The practical test of the meaning of the phrase "sufficiently close" earlier is precisely that the iteration converges to the correct solution. Just as in the case of Newton iteration, there are theorems stating conditions under which one can know ahead of time when the initial approximation is "sufficiently close".

==Contrast with discretizing first==
One could instead discretize the original nonlinear operator and generate a (typically large) set of nonlinear algebraic equations for the unknowns, and then use Newton's method proper on this system of equations. Generally speaking, the convergence behavior is similar: a similarly good initial approximation will produce similarly good approximate discrete solutions.

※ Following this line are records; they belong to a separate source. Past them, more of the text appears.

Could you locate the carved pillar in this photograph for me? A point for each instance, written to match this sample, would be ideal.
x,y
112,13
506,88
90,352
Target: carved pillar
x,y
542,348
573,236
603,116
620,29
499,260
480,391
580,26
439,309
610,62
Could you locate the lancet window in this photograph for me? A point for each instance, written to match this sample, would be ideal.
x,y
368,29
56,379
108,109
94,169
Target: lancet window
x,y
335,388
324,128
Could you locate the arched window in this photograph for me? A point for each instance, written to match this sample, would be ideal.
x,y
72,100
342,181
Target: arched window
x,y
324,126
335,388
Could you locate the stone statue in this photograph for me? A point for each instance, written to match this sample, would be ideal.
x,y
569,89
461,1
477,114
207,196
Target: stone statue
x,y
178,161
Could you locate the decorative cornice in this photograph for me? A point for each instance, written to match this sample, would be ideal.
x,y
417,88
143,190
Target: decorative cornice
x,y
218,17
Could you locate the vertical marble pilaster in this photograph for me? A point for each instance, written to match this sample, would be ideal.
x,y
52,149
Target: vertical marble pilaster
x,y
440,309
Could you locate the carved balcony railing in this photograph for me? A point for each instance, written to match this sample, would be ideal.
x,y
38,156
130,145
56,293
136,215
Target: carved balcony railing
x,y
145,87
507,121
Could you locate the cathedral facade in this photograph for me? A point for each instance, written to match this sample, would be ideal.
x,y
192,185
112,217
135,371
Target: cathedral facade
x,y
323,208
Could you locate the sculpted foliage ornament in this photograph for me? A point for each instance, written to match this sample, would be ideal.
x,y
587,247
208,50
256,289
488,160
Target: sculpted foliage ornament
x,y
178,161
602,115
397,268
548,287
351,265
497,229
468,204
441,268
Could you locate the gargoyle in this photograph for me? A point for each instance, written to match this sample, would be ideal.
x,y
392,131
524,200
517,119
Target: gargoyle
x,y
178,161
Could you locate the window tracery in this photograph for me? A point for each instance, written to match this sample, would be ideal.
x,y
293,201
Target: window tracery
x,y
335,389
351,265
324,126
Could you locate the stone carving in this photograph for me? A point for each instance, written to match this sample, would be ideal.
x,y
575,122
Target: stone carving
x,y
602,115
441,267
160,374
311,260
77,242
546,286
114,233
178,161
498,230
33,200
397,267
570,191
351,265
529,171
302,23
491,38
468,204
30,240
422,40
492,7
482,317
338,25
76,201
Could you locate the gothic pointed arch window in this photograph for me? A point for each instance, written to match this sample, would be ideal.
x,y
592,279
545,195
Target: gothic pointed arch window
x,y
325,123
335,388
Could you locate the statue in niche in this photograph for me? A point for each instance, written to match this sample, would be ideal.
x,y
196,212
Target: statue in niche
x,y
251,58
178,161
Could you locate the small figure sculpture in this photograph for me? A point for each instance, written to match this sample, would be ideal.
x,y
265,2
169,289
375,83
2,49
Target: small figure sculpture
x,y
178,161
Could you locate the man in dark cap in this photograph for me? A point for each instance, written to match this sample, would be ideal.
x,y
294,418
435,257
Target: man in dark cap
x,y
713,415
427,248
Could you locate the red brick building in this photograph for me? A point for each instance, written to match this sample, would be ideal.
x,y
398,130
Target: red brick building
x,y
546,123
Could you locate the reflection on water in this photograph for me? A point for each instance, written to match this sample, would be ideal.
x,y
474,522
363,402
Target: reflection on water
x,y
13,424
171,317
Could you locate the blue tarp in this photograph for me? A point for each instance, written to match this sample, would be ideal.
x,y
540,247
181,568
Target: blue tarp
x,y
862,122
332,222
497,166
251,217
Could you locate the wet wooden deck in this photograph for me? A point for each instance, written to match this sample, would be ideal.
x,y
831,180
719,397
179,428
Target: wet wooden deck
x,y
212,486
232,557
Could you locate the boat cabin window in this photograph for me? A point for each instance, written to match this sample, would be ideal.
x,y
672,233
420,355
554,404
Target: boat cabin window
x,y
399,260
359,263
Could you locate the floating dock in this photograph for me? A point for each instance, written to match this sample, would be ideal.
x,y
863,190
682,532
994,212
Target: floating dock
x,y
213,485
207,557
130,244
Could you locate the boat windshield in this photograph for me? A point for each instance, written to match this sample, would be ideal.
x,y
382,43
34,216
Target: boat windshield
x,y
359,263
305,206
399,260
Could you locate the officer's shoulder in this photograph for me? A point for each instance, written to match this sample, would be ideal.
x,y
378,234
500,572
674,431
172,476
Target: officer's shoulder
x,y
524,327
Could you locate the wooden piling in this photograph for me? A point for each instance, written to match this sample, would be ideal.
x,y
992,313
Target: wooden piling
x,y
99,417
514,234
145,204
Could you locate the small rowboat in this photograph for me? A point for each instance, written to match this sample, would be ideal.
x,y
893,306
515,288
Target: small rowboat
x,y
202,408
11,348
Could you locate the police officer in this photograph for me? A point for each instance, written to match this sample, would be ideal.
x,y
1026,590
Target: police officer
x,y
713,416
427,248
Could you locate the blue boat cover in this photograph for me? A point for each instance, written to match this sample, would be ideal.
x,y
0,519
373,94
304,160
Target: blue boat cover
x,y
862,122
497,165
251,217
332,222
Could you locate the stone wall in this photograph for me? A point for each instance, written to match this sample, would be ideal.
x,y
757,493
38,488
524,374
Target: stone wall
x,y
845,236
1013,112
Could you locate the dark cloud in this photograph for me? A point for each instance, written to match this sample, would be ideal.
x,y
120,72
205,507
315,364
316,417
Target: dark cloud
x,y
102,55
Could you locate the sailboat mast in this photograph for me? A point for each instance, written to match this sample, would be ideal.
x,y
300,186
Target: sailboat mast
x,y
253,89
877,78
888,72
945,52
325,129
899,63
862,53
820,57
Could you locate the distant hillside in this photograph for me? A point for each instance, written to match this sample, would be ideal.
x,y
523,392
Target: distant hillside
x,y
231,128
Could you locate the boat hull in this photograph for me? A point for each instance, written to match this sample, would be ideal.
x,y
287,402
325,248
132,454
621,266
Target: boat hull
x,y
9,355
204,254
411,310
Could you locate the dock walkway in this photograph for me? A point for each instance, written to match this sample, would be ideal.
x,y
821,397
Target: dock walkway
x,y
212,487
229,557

However, the quasilinearization approach (linearizing the operator equation instead of the discretized equations) seems to be simpler to think about, and has allowed such techniques as adaptive spatial meshes to be used as the iteration proceeds.

==Example==
As an example to illustrate the process of quasilinearization, we can approximately solve the two-point boundary value problem for the nonlinear node
$$\frac{d^2}{dx^2} y(x) = y^2(x),$$
where the boundary conditions are $y(-1) = 1$ and $y(1)=1$. The exact solution of the differential equation can be expressed using the Weierstrass elliptic function ℘, like so: $y(x) = 6\wp( x-\alpha | 0, \beta )$ where the vertical bar notation means that the invariants are $g_2 = 0$ and $g_3 = \beta$. Finding the values of $\alpha$ and $\beta$ so that the boundary conditions are satisfied requires solving two simultaneous nonlinear equations for the two unknowns $\alpha$ and $\beta$, namely $6\wp(-1-\alpha|0,\beta) = 1$ and $6\wp(1-\alpha|0,\beta) = 1$. This can be done, in an environment where ℘ and its derivatives are available, for instance by Newton's method. (Note: For more information about elliptic functions, see Lawden (1989).)

Applying the technique of quasilinearization instead, one finds by taking the Fréchet derivative at an unknown approximation $y_k(x)$ that the linear operator is
$$L(\varepsilon) = \frac{d^2}{dx^2}\varepsilon(x) - 2 y_k(x) \varepsilon(x).$$
If the initial approximation is $y_0(x) = 1$ identically on the interval $-1 \le x \le 1$, then the first iteration (at least) can be solved exactly, but is already somewhat complicated. A numerical solution instead, for instance by a Chebyshev spectral method using $n=21$ Chebyshev—Lobatto points $x_k = \cos( \pi (n-1-k)/(n-1) )$ for $k = 0, 1, \cdots, n-1$ gives a solution with residual less than $5 \cdot 10^{-9}$ after three iterations; that is, $y_3(x)$ is the exact solution to $\frac{d^2}{dx^2}y(x) - y^2(x) = 5 \cdot 10^{-9} v(x)$, where the maximum value of $|v(x)|$ is less than 1 on the interval $-1 \le x \le 1$. This approximate solution (call it $u_1$) agrees with the exact solution $6\cdot\wp( x-\alpha | 0, \beta )$ with
$$\{\alpha \approx 3.524459420, \beta \approx 0.006691372637\}.$$

Other values of $\alpha$ and $\beta$ give other continuous solutions to this nonlinear two-point boundary-value problem for ODE, such as
$$\{\alpha \approx 2.55347391110, \beta \approx - 1.24923895273\}.$$
The solution corresponding to these values plotted in the figure is called $u_2$. Yet other values of the parameters can give discontinuous solutions because ℘ has a double pole at zero and so $y(x)$ has a double pole at $x=\alpha$. Finding other continuous solutions by quasilinearization requires different initial approximations to the ones used here. The initial approximation $y_0 = 5x^2-4$ approximates the exact solution $u_2$ and can be used to generate a sequence of approximations converging to $u_2$. Both approximations are plotted in the accompanying figure.